[Read the PGT 2014 Update!]
In my previous post on Project Gutenberg Thailand, I avoided getting too much into the technical details. Here are more of my thoughts on the steps of the book digitization process.
I have many public domain Thai books in my personal collection, including works by the authors I mentioned in my previous post, as well as numerous literary works by Rama VI, books by Prince Damrong, and so forth.
Many older books have had recent printings, and so they are neither rare nor expensive. In such cases my preferred method for scanning is deconstruct the binding of the book and scan each page using a flatbed scanner. This produces the best quality image, with no shadow or distortion.
This is not always possible, of course, if the book is old or rare, or doesn't belong to me. For such cases I use an OpticBook scanner, which is a special book scanner that allows you to scan one page at a time without destroying the book or breaking its spine. It looks like this, by the way:
In my free time I've scanned several public domain Thai books, and have many more ready and waiting to be scanned.

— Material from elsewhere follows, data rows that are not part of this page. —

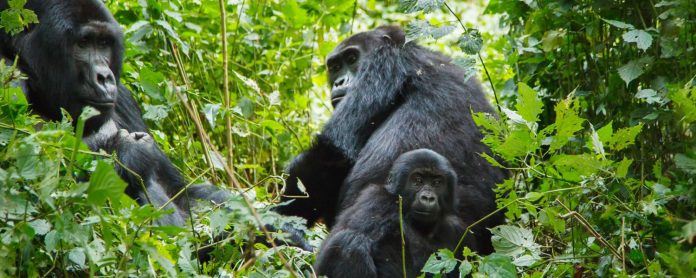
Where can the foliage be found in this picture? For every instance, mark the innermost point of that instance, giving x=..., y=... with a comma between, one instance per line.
x=596, y=122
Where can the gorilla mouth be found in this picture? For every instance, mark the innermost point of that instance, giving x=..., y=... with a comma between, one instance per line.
x=101, y=104
x=337, y=94
x=422, y=213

Photocopying books, say from the library, also works, but scanning is preferable because OCR software works best with grayscale images of 300 dpi resolution or higher. A photocopier is black and white, and ultimately you have to scan the photocopies into a computer anyway. The main benefit of photocopying is that Thai libraries offer cheap photocopy services, so you can have a pro do the heavy lifting for you, so to speak.

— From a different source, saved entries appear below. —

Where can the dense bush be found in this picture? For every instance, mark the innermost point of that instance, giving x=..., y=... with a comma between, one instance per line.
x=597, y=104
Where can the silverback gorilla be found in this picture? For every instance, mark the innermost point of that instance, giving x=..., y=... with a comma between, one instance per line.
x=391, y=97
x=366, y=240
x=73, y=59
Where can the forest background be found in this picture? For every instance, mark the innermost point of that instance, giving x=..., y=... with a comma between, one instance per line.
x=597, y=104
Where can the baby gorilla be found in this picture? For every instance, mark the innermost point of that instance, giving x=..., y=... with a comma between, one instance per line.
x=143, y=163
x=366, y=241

In addition, there are excellent resources like the Thammasat Electronic Rare Books site, which have black and white PDF files of many old books. Not all of these are actually public domain, but sites like this provide another avenue for public domain source material that can be digitized as text.

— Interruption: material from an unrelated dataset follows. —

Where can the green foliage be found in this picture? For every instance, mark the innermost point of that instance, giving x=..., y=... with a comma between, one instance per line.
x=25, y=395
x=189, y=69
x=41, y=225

To date the best OCR software for Thai is ABBYY FineReader Professional, either version 9 or 10. In fact, ABBYY is the only one that's any good. I have used it extensively.
A program called ArnThai was released a few years ago by Thailand's National Electronics and Computer Technology Center (NECTEC), but unfortunately ArnThai is rather terrible. The quality of the OCR is not very good, but also it has no batch processing of any kind, supports limited input and output filetypes, and has no mechanism for training characters at all. ABBYY FineReader, while not perfect, has sophisticated tools for all of these things.
OCR accuracy for Thai is well above 90%, but it still has problems. ABBYY has trouble with older typefaces, for instance. And even on newer books it still has some trouble accurately detecting all superscript and subscript characters, or differentiating very similar characters. This is par for the course. Since it has a training mechanism, though, a human can teach the software how to properly recognize difficult typefaces when needed, which greatly improves the quality.
The basic mechanism for crowdsourced proofreading is to show the user the original page image side-by-side with the text output from the OCR software. (Or, if the text was manually typed, with that.) Here's an example taken from pgdp.net:
The user make corrections and submits the page when it is completed. The process that pgdp.net uses is sometimes overly complicated. Every page is checked about a dozen times, each time focusing on different things (basic text accuracy, formatting, etc.). They have the luxury of plentiful volunteers.
To start with, at least, Project Gutenberg Thailand will not have this luxury. The method I propose is like this:
Each page is proofread two times, once each by two different human proofreaders. They make their corrections and submit the page. Ideally, the two versions would be identical, but there will of course be some errors. To identify the errors, the two versions are then compared programmatically, to find discrepancies between them. Any place where they differ can be assumed to be an error made by one proofreader or the other. The points of discrepancy are highlighted and shown to a third person, who can quickly correct only the highlighted points, thereby fixing mistakes made by the original two proofreaders. At that point the error rate on the page will be extremely low.
Once books are turned into digital text, they can be formatted into the various ebook formats for reading on computer, cell phone, or ebook reader, as well as being available on the website as text and HTML files. I believe public domain works should be distributed far and wide, of course, so I would be pleased to see any output of Project Gutenberg Thailand also posted to Thai Wikisource, as well as any other website that wished to host it.
As a test, I took the electronic text of the short book Letters from Jangwangram จดหมายจางวางหร่ำ, a 1905 epistolary novel, and created an EPUB file. I then transferred it onto my iPhone and loaded it into Stanza, a free ebook reading app. I'm happy to say it is quite readable, even though the lack of word breaks in Thai creates some odd spacing. I also loaded it onto my Kindle 3, and though readable, the default font was not ideal, and there were similar spacing issues.
You can download this EPUB on your own devices if you'd like to test it out:
Letters from Jangwangram
by N.M.S. (pen name of Prince Bidyalankarana)
(Note: This ebook is not in Unicode. It uses HTML entities because some ebook formats are not Unicode compatible yet. I'm still learning the particulars of the several popular ebook formats.)